Their differences derive, I believe, from the dichotomy in human society between two distinct spheres of life. The distinction, not recognized by either party so far, lies in two specific words they use when the students call for dialogue and the Editor calls for debate. Each is an act of communication characteristic of two different realms, namely, the private and the public realms—and never the twain shall meet. It just isn't in the cards; they are different animals.
Dialogue belongs to the private realm, being a conversation, a thoughtful exchange between two or more people. Often, but not always, dialogue is a function limited to small groups and social intimates. It has no goal other than the communication itself, the sharing of a personal experience or an insight, or the attainment of the bond that results from a mutual airing of differences. It has relevance in business and political settings, too. But it is personhood, not persuasion, that chiefly characterizes dialogue. Such was the outcome sought at the Interrupt Silence meeting last Wednesday night, I gather.
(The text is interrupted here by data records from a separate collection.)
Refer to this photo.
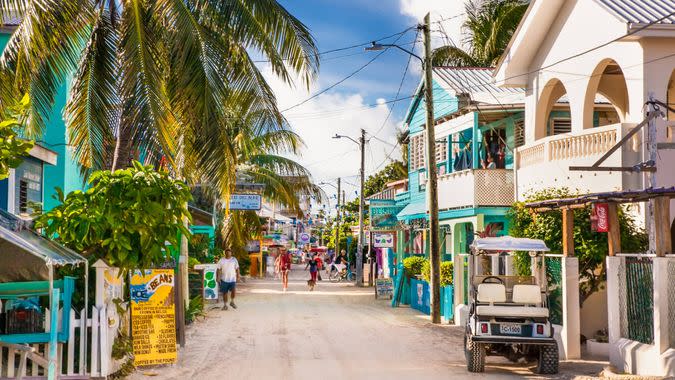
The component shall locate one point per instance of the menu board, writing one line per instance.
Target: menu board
(153, 318)
(384, 288)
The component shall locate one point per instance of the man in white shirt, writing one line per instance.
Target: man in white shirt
(228, 273)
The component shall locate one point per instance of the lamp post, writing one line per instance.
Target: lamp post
(359, 251)
(432, 185)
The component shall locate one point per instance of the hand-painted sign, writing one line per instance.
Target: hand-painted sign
(245, 202)
(304, 238)
(210, 284)
(383, 215)
(383, 240)
(384, 288)
(153, 322)
(600, 217)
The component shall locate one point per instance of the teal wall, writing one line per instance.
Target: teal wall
(65, 174)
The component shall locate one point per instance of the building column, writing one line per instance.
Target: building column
(614, 311)
(571, 331)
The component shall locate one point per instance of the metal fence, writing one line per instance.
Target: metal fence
(636, 299)
(671, 301)
(555, 285)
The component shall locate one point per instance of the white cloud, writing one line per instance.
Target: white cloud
(318, 120)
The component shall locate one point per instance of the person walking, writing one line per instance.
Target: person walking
(228, 273)
(285, 267)
(313, 265)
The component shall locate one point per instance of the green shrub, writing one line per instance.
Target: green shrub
(413, 265)
(446, 272)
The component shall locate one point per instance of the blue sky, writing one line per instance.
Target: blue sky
(349, 107)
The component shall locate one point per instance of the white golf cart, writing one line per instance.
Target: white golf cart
(508, 315)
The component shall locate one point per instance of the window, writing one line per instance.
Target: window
(441, 151)
(28, 187)
(561, 125)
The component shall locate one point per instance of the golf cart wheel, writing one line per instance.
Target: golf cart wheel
(475, 355)
(548, 360)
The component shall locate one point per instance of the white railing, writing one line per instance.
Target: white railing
(477, 187)
(570, 146)
(70, 354)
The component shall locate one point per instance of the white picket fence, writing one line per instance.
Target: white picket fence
(102, 331)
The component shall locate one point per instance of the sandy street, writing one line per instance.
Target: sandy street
(335, 332)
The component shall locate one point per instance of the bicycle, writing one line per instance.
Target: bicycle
(344, 275)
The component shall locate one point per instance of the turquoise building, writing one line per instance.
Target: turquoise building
(478, 126)
(51, 163)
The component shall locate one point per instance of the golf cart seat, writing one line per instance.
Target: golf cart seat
(526, 299)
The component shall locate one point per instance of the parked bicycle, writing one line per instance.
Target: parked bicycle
(345, 274)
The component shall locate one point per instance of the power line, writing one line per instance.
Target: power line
(345, 78)
(400, 85)
(346, 47)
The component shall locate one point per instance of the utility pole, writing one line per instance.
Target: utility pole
(432, 185)
(337, 223)
(359, 252)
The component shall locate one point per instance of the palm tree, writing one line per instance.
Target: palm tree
(149, 74)
(489, 25)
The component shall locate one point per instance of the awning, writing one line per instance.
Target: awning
(25, 255)
(414, 210)
(509, 243)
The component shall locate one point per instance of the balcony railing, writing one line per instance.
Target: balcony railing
(589, 143)
(475, 188)
(545, 163)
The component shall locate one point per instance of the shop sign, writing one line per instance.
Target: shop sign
(383, 240)
(245, 202)
(304, 238)
(384, 216)
(600, 217)
(153, 317)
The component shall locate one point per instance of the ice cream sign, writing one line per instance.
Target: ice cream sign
(383, 240)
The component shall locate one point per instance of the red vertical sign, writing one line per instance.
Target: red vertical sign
(599, 217)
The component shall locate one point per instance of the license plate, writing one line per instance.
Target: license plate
(510, 329)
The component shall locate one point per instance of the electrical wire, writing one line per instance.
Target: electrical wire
(346, 47)
(345, 78)
(400, 85)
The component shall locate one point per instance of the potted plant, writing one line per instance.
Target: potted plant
(599, 345)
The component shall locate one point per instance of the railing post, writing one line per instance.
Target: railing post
(571, 310)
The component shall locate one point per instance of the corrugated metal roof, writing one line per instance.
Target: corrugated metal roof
(471, 80)
(642, 11)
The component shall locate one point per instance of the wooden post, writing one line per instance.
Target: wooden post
(614, 233)
(568, 232)
(662, 226)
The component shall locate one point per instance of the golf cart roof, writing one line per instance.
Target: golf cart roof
(509, 243)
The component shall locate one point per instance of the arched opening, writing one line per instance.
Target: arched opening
(606, 100)
(553, 111)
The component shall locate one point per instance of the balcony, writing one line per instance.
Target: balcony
(546, 162)
(475, 188)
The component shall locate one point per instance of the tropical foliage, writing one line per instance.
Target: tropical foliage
(590, 247)
(12, 147)
(489, 27)
(159, 79)
(125, 217)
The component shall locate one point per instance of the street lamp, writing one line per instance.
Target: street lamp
(432, 185)
(359, 252)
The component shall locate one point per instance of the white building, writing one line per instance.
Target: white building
(622, 51)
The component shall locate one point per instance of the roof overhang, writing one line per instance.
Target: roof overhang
(43, 154)
(512, 68)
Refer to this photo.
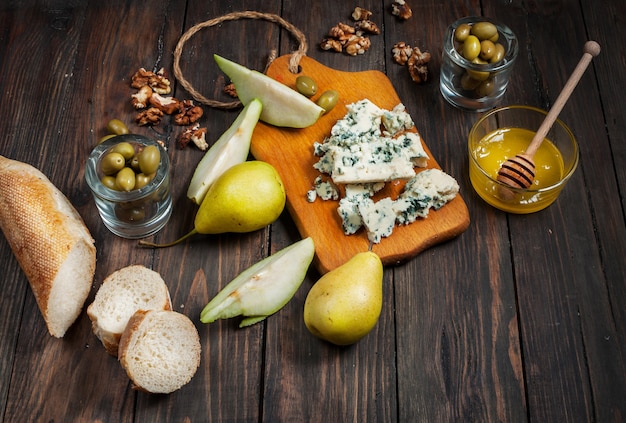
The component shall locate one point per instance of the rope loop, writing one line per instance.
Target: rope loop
(294, 61)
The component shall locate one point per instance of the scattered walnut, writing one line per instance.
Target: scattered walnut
(195, 134)
(188, 113)
(401, 52)
(357, 45)
(199, 138)
(157, 81)
(151, 116)
(168, 105)
(400, 9)
(331, 44)
(417, 65)
(360, 14)
(367, 26)
(231, 90)
(140, 99)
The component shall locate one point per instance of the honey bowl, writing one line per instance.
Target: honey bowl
(504, 132)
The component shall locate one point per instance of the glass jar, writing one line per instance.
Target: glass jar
(477, 84)
(137, 213)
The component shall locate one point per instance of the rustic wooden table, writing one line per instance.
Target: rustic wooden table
(520, 318)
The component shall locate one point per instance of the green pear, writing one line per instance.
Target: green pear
(345, 304)
(264, 288)
(246, 197)
(282, 106)
(230, 149)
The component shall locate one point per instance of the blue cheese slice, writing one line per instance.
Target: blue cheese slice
(378, 217)
(359, 151)
(429, 189)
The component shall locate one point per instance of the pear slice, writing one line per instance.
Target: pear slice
(264, 288)
(282, 106)
(230, 149)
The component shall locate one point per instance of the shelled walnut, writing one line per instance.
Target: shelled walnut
(401, 52)
(158, 81)
(415, 60)
(351, 39)
(417, 65)
(401, 9)
(195, 134)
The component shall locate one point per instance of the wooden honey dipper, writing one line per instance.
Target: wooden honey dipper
(519, 171)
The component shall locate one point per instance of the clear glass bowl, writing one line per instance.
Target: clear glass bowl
(504, 132)
(472, 86)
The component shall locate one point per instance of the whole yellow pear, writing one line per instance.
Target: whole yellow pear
(345, 304)
(246, 197)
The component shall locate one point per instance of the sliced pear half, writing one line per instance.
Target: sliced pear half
(230, 149)
(282, 106)
(264, 288)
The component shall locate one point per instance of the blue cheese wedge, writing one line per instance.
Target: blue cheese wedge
(429, 189)
(368, 147)
(371, 144)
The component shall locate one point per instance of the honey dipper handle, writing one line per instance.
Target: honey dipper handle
(591, 49)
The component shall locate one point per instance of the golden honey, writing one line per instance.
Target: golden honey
(499, 145)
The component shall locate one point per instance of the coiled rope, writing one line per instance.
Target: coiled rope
(294, 61)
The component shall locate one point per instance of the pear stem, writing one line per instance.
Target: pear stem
(171, 244)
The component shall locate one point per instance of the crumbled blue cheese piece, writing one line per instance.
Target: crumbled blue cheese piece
(359, 151)
(429, 189)
(378, 217)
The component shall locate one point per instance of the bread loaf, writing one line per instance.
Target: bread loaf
(50, 241)
(160, 350)
(121, 294)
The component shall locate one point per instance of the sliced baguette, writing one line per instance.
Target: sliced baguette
(121, 294)
(160, 351)
(50, 241)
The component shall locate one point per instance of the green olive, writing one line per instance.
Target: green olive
(108, 181)
(141, 180)
(111, 163)
(306, 86)
(117, 127)
(132, 214)
(126, 149)
(461, 32)
(468, 83)
(484, 30)
(134, 163)
(125, 179)
(487, 49)
(106, 137)
(471, 47)
(498, 53)
(149, 159)
(328, 100)
(486, 88)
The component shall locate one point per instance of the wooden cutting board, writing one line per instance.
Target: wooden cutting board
(290, 151)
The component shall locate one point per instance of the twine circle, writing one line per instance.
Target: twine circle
(294, 61)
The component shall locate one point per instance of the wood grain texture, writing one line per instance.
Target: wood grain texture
(290, 151)
(517, 319)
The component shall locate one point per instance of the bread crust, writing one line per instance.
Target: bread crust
(42, 228)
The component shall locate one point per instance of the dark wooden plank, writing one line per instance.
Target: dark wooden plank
(227, 385)
(309, 379)
(456, 322)
(558, 272)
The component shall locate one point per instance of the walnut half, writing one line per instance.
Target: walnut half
(417, 65)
By contrast, the debate that the Editor is calling for is an entirely different sort of discourse. Despite connotations of contentiousness and controversy, the essence of debate is a public deliberation over the truth of a certain proposition or course of action. The challenge of articulating our views in public leads to greater clarity of thought and to the fulfillment of our true visions. The Editor wants, in his own words, "a rigorous, deliberative atmosphere on campus." Here the desired emphasis is the opposite of dialogue; it's on persuasion, not personhood, and the venue for that is a forum where issues can be debated and a new course of action set.
Fair enough. For whatever reason, the Editor values the experience of public discussion of issues over the sharing which occurs in dialogues. That is his preference. By the same token, for their personal reasons, the students prefer the dialogue as a setting for airing their grievances. But people shouldn't expect the private setting to meet the goals of a public event, or vice versa. The Editor makes a mistake when expecting dialogues to be other than—well, dialogues. And the students are mistaken when they haven't recognized that the next step after dialogue is to bring their grievances to the level of a community arena where they can be deliberated upon publicly. Each has an indispensable place in the process, but they are not at all the same thing.
There is a point at which the private sharing of feelings needs to evolve into a public discussion of issues. But this does not happen automatically. At some point, a solidarity meeting has to draw some conclusions and decide who to approach about making changes in the environment. Then, at the moment they bring this issue to the institutional authority, it becomes a public discussion. In the meantime, dialogue should not be disparaged. This is the common route of progress.
However, it can also progress southward, as the emotionally damaging exchanges so far demonstrate. The bitterness of the conflict is something to be deplored as very unfortunate—and unnecessary. By my analysis, it is a direct result of all parties indulging in the written expression, which is public expression, of undigested opining way outside of the private boundaries of our minds and living rooms. Casting aspersions and attributing motivations to people, some done under cover of anonymity, constituted a high percentage of this communication.
Neither dialogue nor debate need entail such antagonism. The virtue common to both private and public discourse is listening, and better still, deep listening. Actually, it turns out, both our Editor and the students want to break the Silence and have people speak in a safe environment. But then, everyone also has to be prepared to listen. It signals that you are inviting someone into public friendship (as distinct from "friending" someone). I think what we really want is not so much to "belong" to an institution as to belong to each other in this significant way. That's what I want, anyway. And I believe we can. That's when an institution becomes a community.